Alpha-lipoic acid. An essential enzyme “prosthetic group,” structurally integral to at least two complicated enzyme systems that make energy from foods. Very good antioxidant. Clinically beneficial for peripheral neuropathy (nerve damage) and for blood sugar control. Better to take only the natural R form, which is safer and works better than the synthetic R+S forms.
GlyceroPhosphoCholine (GPC). Occurs naturally in very high concentrations in mother’s milk. A major dietary source of the vitamin-type nutrient choline. A unique osmotic protectant for the brain, kidney, liver, and other organs. Used to build cell membranes for cell growth. Mental performance enhancer in the young and healthy, the elderly, and patients afflicted from stroke or brain injury. Important for fertility. Premier mind-body orthomolecule.

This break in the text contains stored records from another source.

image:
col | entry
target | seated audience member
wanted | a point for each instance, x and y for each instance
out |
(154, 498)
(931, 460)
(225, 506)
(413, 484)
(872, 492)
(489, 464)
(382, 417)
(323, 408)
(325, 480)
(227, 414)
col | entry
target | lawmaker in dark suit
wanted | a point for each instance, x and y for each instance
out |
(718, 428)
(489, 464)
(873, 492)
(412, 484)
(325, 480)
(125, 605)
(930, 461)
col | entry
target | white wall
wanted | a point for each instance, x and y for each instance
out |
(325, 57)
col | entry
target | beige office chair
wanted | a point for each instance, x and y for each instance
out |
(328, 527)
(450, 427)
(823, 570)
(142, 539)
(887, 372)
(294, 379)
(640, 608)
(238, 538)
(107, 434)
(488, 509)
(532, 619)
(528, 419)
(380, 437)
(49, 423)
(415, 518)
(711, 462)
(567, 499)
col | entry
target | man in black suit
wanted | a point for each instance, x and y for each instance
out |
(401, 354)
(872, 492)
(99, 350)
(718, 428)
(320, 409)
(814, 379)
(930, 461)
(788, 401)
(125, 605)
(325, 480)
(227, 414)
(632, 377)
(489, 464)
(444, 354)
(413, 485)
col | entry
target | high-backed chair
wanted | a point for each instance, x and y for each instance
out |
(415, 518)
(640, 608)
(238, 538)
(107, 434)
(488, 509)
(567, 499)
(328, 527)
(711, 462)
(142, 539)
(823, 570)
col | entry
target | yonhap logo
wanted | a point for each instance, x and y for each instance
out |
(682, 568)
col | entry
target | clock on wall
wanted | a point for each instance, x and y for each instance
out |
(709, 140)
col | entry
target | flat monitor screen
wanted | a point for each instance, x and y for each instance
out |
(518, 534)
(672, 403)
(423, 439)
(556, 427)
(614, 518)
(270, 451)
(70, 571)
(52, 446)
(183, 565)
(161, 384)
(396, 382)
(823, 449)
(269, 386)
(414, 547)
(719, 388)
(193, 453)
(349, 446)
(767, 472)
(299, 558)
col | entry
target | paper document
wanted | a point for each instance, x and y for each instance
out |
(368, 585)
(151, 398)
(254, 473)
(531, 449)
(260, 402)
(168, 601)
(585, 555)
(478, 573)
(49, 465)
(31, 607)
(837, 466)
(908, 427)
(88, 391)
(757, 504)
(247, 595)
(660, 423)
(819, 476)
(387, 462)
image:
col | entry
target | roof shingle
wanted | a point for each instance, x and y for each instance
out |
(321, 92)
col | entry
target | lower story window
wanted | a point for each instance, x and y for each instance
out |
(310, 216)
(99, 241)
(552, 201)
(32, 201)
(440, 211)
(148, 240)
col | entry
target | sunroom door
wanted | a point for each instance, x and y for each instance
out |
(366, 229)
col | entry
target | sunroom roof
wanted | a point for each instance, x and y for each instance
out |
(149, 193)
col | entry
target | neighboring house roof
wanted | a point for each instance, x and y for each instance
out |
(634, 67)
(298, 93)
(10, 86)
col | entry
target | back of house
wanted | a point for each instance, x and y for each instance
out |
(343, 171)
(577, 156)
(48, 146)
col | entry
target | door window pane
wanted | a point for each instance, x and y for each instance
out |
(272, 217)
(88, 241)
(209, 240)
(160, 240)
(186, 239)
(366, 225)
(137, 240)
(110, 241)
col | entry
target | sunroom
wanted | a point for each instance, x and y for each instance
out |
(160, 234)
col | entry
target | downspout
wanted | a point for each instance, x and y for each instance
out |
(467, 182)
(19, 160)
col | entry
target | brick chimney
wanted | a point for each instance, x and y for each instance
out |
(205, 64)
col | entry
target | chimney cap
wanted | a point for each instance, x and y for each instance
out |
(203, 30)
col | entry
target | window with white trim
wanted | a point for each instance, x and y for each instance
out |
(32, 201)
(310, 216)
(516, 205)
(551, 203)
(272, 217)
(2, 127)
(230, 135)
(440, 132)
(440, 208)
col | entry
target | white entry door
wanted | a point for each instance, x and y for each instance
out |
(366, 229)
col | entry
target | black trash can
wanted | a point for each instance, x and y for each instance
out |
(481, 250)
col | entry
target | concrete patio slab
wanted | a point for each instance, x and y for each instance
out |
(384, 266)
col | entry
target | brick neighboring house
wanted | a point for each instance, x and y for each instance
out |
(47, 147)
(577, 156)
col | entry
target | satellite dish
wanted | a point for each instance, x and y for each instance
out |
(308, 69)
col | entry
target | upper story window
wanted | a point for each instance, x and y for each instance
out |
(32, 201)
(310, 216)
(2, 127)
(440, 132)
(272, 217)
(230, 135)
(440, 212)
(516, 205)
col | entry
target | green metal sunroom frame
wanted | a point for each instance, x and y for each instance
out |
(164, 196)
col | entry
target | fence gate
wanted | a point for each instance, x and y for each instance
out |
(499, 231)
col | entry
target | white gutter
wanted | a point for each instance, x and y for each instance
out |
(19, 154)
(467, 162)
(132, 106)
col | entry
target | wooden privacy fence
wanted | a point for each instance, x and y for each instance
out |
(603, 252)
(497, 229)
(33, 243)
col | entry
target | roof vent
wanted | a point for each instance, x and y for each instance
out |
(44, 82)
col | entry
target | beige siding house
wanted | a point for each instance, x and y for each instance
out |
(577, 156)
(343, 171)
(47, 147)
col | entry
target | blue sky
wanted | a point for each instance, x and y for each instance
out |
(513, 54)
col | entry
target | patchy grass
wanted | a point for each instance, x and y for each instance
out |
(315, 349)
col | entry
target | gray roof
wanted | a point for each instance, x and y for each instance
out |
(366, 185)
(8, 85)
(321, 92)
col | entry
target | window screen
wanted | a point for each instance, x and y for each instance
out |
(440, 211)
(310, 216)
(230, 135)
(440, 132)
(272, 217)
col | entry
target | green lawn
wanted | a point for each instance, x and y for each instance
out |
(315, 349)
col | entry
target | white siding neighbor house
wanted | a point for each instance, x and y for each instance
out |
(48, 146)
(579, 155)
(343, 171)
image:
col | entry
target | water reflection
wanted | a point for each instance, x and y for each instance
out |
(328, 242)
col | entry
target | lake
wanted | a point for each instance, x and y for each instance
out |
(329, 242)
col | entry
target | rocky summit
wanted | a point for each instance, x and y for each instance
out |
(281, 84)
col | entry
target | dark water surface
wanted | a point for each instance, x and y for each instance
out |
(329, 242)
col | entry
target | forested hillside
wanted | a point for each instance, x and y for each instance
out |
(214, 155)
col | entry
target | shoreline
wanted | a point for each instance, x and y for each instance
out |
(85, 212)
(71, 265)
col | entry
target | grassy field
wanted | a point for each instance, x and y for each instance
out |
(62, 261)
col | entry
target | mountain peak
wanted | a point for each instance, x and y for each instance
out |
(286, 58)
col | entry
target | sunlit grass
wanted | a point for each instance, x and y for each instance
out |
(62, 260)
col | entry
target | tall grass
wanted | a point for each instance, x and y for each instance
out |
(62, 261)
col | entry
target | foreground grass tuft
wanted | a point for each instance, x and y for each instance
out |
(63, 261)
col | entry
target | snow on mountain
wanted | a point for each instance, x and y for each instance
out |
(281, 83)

Omega-3 EPA and DHA. These long-chain fatty acids are practically vitamins. Crucial to fetal brain development. Proven to protect against heart attack and stroke. Anti-inflammatory, protecting all the organs. Also clinically promising for mood control and for children with attention deficit or autistic problems. Everyone should take these daily.
This list goes on and on: the B vitamins, too often taken for granted. Vitamin D, also previously underrated and now found to be cancer-protective. The vitamin E complex, currently under attack from bad science. Glucosamine, better for arthritis than any drug. Phosphatidylserine (PS), to “turn back the clock” on memory loss. Acetylcarnitine, superb energy orthomolecule. S-adenosyl methionine (SAMe), for depression and arthritis AND liver support. Many other nutrients, all more powerful than drugs.
The better our nutrient program, the better our enzymes will perform and the more healthy and well we can be. For people who have disease or are otherwise unwell, the nutrient program would be further strengthened by medicinal herbs. It’s most prudent to purchase these as standardized preparations from reputable sources. Medicinal herbs that never became traditional foods are best used with the help of a knowledgeable healthcare provider. Example: shiitake mushroom is a traditional food; Chinese club moss is not.
Ultimately, our health and wellness rest on our life energy. Enzymes generate our life energy from the foods we eat. Our enzymes depend on the vitamins, essential minerals, and other orthomolecules to function. That’s why we all need a systematically organized nutrient program. A good nutrient program is the foundation of health and wellness.